Where to Buy Headphone Pads
Adjust the Audio Settings
If replacing the headphone pads or wearing the headphones correctly doesn’t help, you can change the audio settings through your device or via EQ.
For example, many mobile devices allow you to balance sound knobs for better sound distribution across both ears.
Because not many third-party equalizers allow individual channel equalization, you have to EQ your music through Equalizer APO.
Swap the Left and Right Plug Locations
If your headphones connect via a balanced mono connection: it has two audio ports on the left and right earpiece; try switching the audio plugs.
Balanced mono cables split in a “Y” section with two endings, each cable including a balanced mono signal for the right and left audio channel. The two 3.5 mm balanced TRS connectors have three contacts: one for ground and two identical audio signals with opposite polarity (L+, L- or R+ and R-).
It is possible to experience reversed audio when using balanced cables if the left audio signal is sent to the right earpiece and vice versa, similar to if the headphones were flipped.
By swapping the two plugs, the left, and right channels are correctly reversed, which should solve the problem.
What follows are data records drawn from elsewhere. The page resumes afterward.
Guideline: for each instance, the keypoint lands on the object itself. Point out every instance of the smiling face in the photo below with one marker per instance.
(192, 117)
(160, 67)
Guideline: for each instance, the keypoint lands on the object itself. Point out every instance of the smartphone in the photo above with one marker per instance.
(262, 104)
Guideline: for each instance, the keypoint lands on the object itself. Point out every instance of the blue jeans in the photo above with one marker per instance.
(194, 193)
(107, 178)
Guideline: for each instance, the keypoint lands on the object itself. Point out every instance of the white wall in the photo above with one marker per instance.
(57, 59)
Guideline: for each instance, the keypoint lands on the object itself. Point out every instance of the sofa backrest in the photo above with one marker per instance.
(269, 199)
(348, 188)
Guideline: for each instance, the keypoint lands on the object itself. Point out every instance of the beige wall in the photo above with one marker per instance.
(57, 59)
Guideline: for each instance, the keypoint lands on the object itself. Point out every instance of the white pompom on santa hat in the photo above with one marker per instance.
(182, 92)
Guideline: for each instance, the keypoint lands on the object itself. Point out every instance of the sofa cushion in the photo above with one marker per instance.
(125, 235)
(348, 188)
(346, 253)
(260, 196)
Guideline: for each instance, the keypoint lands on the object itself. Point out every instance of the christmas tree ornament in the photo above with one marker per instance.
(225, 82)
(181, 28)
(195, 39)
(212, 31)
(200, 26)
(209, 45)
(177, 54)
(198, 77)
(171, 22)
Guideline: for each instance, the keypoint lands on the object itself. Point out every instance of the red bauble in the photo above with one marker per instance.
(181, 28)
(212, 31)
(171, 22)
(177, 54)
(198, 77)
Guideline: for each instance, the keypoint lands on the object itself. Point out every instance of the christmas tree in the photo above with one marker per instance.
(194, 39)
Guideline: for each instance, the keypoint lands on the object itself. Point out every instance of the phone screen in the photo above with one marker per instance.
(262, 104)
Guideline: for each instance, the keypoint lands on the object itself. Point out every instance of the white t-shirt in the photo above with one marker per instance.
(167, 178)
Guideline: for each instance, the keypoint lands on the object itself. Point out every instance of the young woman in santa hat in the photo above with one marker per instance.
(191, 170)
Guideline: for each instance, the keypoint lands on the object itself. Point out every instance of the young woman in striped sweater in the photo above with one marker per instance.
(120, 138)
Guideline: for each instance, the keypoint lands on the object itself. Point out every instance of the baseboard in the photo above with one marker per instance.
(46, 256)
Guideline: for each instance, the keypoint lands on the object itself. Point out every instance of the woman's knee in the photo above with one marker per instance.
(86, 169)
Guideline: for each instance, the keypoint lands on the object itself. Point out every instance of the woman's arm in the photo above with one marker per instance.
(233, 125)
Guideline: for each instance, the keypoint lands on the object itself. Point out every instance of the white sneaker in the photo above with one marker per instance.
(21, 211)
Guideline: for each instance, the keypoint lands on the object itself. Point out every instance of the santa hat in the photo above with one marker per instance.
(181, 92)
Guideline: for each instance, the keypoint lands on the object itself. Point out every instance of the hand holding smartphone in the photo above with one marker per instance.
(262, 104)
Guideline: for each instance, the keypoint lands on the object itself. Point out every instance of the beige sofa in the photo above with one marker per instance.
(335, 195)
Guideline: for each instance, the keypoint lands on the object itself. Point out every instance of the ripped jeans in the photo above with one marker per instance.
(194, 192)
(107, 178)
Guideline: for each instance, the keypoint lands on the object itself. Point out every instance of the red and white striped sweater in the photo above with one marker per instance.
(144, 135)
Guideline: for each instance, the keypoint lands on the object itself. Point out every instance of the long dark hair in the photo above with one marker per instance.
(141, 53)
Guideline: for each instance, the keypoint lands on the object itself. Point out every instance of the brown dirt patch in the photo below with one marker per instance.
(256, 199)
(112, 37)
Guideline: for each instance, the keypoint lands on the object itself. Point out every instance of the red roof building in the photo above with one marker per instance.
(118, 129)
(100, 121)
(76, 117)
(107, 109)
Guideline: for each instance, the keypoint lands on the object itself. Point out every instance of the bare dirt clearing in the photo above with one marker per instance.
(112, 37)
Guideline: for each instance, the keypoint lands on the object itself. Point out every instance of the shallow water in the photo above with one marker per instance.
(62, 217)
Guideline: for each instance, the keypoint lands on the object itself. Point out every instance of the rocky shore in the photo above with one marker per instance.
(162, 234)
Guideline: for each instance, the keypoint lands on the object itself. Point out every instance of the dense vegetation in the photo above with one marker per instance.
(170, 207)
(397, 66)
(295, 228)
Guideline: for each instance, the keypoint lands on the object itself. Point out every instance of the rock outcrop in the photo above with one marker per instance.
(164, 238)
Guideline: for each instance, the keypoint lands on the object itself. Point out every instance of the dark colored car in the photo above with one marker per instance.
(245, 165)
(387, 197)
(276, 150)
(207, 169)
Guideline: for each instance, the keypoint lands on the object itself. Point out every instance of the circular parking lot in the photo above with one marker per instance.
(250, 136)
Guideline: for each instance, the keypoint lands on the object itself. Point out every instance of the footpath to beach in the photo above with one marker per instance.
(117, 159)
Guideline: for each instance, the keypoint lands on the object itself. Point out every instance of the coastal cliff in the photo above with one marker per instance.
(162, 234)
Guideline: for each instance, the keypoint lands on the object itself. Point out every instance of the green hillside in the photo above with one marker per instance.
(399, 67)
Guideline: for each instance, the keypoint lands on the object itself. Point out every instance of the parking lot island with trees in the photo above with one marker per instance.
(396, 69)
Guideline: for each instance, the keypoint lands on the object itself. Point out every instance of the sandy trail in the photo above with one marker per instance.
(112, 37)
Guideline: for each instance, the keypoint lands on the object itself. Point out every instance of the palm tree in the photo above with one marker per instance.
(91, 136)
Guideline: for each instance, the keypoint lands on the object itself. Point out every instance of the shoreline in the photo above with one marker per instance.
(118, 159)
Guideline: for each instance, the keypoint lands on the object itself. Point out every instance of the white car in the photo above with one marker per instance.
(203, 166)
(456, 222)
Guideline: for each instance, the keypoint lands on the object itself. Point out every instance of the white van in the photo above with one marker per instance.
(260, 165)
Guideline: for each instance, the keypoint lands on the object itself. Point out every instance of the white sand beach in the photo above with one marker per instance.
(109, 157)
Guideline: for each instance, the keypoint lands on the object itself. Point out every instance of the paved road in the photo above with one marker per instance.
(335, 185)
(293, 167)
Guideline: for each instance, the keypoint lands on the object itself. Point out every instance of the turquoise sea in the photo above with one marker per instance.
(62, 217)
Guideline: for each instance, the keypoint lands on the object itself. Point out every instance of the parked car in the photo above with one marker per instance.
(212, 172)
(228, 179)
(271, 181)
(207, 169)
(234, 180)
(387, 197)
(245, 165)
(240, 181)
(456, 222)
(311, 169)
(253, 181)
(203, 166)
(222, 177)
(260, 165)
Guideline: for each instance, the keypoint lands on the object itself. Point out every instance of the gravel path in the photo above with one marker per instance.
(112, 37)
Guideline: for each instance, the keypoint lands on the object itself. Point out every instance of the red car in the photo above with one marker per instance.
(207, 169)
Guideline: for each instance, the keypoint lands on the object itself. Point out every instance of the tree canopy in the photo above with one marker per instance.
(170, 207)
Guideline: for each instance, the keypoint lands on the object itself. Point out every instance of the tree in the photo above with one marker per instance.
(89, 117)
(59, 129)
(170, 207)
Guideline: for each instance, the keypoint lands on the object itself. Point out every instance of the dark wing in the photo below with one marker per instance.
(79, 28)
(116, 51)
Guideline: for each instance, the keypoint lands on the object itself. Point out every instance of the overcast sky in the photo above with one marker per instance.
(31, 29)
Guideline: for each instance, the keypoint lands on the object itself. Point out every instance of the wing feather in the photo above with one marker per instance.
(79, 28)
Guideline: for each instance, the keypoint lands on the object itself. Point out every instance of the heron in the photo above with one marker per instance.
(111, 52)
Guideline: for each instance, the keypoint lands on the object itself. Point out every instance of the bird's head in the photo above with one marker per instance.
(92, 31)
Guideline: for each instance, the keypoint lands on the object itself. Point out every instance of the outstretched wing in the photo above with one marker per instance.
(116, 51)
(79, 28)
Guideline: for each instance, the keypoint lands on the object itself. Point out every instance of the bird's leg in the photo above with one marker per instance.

Troubleshooting Unbalanced Audio in Earbuds
If you ever find yourself in a situation where one earbud is louder than the other, there are several strategies you can use to troubleshoot earbuds with different volume levels.
Here is a concise overview of the most effective methods to get even audio in both earbuds:
- Balance the left and right audio via settings.
- Ensure the earbuds are snugly lodged in the ear canal.
- Keep the earbud’s grille and audio port clean.
- Maintain the earbuds wires in good condition.
- Fix Bluetooth connectivity issues.
How to Fix Inverted Audio in Headphones
If music playback sounds odd and out-of-place, it’s probably reversed or inverted audio. This can cause sound to be backward or swapped between stereo channels due to miswired headphones, poor contact, and even ill-fitting headphone plugs.
Some approaches to fixing headphones reversed audio include:
- Plugging the left & right connectors into their respective ports (if using balanced cable)
- Alternating ear pieces of headphones (so that your ears match the L and R markings on the ear cups)
- Re-instaling or update audio driver
- Use another audio source to rule out if the issue is in the actual hardware
- Disable any virtual surround sound (Dolby Stereo, Dolby Atmos, Windows Sonic, etc.)
- Disable all Audio Enhancements on Windows 10/11 PCs
Plugging in a balanced cable the wrong way won’t cause any damage—so feel free to experiment. However, unbalanced headphones and balanced amps short circuits when connected.
Music Only Playing in One Headphone: Here’s What to Do!
If you tried all the Windows audio troubleshooting solutions and you’re still hearing music in one ear only, there are few more things you can do to resolve the one-sided music issue.
Here are some potential causes of this issue (and how to fix them):
- Damaged or frayed cable: If your headphones cable splits into a Y, check if the wire connecting the earpiece that doesn’t work isn’t frayed or damaged. The damage can also be done along the line of the cable. In this case, you must wrap the damaged section with electrical tape.
- Shorted left or right audio signal: The wire carrying the audio signal to your headphones may be shorted. To repair it, solder the original wire to the headphone speaker. The short may also happen at the jack, in which case you need to solder the jack.
- One earbud won’t connect: To fix earbuds that won’t connect, power off both earbuds and reconnect them to the PC or laptop, making sure the primary one is connected first. Set the primary earbud as the default audio.